Basically, this technology can be applied to all metallic materials. This is the reason why it is widely used in industrial field to mould various types of plates. In addition, it is possible to cut efficiently, and with excellent results, even non-metallic materials, such as various types of plastics or ceramics. In fact, varying the type of laser and its power, it is possible to adapt this technology to many different materials and, obviously, to various thicknesses also.
Laser cutting can therefore be used for the creation of metal sheets. In particular, in C.M.S. Spa we can cut carbon steels up to a thickness of 25 mm, whereas for stainless steels the maximum thickness is 20 mm.
Aluminium alloys, on the other hand, can be easily cut up to a thickness of 12mm per sheet. This technology can also be applied to titanium, including its various alloys, and to brass.
BENDING
Bending is the permanent deformation of a sheet through a flexion.
This technique is based on the property of various metals, which have a “neutral fiber” inside them, located in the centre of the sheet thickness, that deforms without stretching or contracting. The choice of metal plays a key role in sheet metal bending; in fact, this material must be plastic enough to not cause breakages near the fold.
One more crucial factor is springback definition and correction. In fact, bending involves external fibers stretching and internal fibers retracing, with consequent translation of the neutral fiber inwards; this provokes internal tensions which are partly released after bending, causing the springback phenomenon.

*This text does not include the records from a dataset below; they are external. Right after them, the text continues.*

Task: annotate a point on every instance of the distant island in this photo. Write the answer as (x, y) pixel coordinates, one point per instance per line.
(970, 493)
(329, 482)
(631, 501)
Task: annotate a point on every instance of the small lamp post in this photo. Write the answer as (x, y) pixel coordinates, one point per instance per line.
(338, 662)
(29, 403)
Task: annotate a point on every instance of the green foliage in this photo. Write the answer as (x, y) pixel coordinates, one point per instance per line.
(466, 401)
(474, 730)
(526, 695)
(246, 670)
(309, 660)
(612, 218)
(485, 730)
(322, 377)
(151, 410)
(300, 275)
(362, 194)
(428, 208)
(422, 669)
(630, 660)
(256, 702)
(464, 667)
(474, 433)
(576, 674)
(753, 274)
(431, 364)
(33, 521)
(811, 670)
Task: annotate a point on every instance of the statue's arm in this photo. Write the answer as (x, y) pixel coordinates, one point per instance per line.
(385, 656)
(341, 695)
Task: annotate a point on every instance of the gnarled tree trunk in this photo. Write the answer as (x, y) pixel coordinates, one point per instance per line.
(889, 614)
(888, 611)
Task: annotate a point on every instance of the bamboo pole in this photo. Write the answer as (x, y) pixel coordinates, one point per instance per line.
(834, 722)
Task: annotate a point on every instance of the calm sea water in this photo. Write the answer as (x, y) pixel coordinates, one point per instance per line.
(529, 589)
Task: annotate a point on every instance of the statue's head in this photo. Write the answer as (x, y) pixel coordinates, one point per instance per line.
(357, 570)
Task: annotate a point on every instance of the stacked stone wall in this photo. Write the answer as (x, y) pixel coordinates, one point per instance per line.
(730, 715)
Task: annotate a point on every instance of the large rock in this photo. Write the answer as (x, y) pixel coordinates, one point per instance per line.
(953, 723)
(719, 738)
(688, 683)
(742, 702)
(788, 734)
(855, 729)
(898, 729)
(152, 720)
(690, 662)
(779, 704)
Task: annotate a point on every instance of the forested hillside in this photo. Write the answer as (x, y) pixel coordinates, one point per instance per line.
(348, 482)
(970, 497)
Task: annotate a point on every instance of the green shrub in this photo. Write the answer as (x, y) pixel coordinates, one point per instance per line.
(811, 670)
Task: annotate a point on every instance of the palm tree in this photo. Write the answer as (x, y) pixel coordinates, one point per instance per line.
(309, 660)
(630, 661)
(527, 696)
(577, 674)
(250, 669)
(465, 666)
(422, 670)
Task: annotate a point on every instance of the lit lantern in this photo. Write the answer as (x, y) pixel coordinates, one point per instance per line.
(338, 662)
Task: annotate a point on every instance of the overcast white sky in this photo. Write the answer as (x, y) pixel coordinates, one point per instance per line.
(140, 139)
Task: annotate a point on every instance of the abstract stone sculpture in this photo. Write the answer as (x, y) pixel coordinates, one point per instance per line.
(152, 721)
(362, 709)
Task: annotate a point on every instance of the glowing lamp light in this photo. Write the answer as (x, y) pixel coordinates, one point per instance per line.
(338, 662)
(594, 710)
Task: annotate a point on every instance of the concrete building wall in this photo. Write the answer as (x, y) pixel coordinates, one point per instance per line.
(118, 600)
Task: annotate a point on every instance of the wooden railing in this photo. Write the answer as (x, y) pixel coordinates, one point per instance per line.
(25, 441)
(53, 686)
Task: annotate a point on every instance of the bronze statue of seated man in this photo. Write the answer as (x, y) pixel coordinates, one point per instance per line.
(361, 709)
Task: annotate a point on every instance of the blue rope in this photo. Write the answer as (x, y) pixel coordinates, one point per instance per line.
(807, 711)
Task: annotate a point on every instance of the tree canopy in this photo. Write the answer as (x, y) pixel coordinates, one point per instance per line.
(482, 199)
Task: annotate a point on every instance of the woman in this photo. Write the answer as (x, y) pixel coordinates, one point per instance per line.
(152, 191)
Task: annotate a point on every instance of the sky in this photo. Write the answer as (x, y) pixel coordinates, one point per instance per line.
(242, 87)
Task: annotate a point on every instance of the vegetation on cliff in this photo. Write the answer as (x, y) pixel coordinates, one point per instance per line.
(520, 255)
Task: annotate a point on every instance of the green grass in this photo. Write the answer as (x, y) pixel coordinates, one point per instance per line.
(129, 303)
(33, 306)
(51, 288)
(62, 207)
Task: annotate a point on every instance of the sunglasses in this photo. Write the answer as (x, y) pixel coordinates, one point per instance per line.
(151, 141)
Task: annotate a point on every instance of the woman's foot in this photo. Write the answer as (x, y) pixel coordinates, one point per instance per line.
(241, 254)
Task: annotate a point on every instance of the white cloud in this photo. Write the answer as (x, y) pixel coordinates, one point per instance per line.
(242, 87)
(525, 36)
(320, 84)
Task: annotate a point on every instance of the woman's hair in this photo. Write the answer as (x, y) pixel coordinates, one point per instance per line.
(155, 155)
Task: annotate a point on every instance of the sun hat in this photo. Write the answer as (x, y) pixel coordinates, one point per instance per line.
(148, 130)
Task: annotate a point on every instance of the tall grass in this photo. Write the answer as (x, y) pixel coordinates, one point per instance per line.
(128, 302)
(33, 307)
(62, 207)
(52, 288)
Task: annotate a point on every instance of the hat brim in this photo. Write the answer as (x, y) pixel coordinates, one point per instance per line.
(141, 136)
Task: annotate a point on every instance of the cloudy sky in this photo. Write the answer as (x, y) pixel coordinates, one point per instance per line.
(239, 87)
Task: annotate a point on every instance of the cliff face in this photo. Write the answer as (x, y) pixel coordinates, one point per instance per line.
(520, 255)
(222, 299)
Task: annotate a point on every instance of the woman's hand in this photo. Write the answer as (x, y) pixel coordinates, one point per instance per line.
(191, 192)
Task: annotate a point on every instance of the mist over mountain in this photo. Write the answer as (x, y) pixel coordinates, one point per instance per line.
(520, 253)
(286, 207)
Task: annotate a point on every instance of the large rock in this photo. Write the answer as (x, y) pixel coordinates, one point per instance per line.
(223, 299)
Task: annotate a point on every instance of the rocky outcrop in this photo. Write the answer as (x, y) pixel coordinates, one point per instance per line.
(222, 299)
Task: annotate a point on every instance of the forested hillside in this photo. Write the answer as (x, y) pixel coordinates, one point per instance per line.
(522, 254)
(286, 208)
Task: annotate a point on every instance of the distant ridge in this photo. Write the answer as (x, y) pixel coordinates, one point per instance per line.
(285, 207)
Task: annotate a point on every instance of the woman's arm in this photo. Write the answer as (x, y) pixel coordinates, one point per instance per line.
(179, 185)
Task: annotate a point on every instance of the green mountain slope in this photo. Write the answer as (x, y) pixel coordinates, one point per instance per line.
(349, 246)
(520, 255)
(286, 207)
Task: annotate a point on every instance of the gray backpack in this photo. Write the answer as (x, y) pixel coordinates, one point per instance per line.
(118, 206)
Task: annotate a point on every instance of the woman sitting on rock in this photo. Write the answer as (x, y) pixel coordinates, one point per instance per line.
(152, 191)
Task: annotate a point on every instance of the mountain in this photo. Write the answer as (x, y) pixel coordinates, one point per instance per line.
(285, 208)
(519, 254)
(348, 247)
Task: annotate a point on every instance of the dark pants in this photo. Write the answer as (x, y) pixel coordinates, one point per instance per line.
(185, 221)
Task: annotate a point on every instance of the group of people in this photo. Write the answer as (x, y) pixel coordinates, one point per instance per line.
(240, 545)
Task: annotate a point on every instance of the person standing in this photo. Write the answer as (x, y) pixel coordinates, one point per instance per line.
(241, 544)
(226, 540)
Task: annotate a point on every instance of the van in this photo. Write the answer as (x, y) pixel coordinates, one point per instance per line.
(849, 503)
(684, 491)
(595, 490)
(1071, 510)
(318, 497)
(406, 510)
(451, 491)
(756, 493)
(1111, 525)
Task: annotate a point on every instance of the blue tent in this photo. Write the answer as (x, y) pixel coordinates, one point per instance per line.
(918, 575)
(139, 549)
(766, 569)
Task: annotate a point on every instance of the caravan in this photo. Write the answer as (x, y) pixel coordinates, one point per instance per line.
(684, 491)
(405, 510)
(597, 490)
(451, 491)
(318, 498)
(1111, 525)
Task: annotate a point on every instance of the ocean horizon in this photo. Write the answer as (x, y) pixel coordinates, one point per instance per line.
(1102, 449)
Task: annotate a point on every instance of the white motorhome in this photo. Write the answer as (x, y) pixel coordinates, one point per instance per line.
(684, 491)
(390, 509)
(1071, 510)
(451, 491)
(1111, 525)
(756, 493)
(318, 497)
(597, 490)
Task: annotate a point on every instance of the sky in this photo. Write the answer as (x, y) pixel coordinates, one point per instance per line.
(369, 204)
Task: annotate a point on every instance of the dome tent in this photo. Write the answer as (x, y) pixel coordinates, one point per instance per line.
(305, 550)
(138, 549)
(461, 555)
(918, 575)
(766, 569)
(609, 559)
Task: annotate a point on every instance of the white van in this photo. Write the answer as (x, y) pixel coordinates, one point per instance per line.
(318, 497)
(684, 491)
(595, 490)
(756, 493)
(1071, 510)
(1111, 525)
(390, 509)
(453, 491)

Electric bending machines represent the latest evolution of bending machines. As the name points out, the crosshead movement is electrically activated through various systems such as, for example, recirculating screws instead of hydraulic cylinders or belts. The main features are speed, low consumption and accuracy.
The fields of application of bending are many, since metal sheet bending, even more with the use of a bending machine, is one of the best and cheapest ways to realize prototypes and batches even in very small series. The possibility to avoid expensive molds or long mechanical processes makes bending an extremely fascinating, rich and requested process.